Leave is a temporary layoff, with the government paying 80% of wages for three months.
Almost a third of the companies surveyed said they intended to hire all of their employees.
The chamber questioned 300 member companies between April 1 and April 3 about the impact of the coronavirus.
Cash flow is the biggest immediate problem, with three-quarters of companies surveyed reporting what the board described as “a serious drop in revenue over a very short period of time”.
One in 10 companies that responded to the survey have no cash reserves, and 63% have less than three months of cash reserves.
Only 4% have more than 12 months of cash reserves.
Chamber general manager Ann McGregor said the figures were “alarming.”
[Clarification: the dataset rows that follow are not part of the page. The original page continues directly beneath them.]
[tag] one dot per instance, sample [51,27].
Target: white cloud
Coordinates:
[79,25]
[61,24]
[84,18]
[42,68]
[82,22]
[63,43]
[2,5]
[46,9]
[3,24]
“This cash flow problem is exacerbated by the slowness or non-payment and the difficulty of accessing different funds,” she said.
“Even where there is some activity in order books, companies are finding that customers are increasingly reluctant to pay quickly, which exacerbates the cash flow problem.
“Businesses may be able to benefit from rate relief and staff on leave, but they cannot survive without income and are concerned about increasing their debt in these difficult times. “
The government has said the leave program will be open to businesses that cannot maintain their current workforce because operations have been severely affected by the coronavirus.
He was not prescriptive on what “severely affected” means, but said he “recognizes that different companies will face different impacts from the coronavirus.”
He plans to set up an online portal for claims before the end of April.
Meanwhile, estimates for the UK as a whole suggest that the program could cost between £ 30-40 billion over three months, three times the size of the original estimates.
This is according to the analysis of the Resolution Foundation, using the latest figures on the adoption of the program by the British Chambers of Commerce (BCC).
While early estimates from the Treasury suggested 10% use, new BCC figures suggest that many more companies are considering using it.
It revealed that almost a fifth of small businesses were planning to hire all of their staff.
And 50% of companies put most of their staff into the program.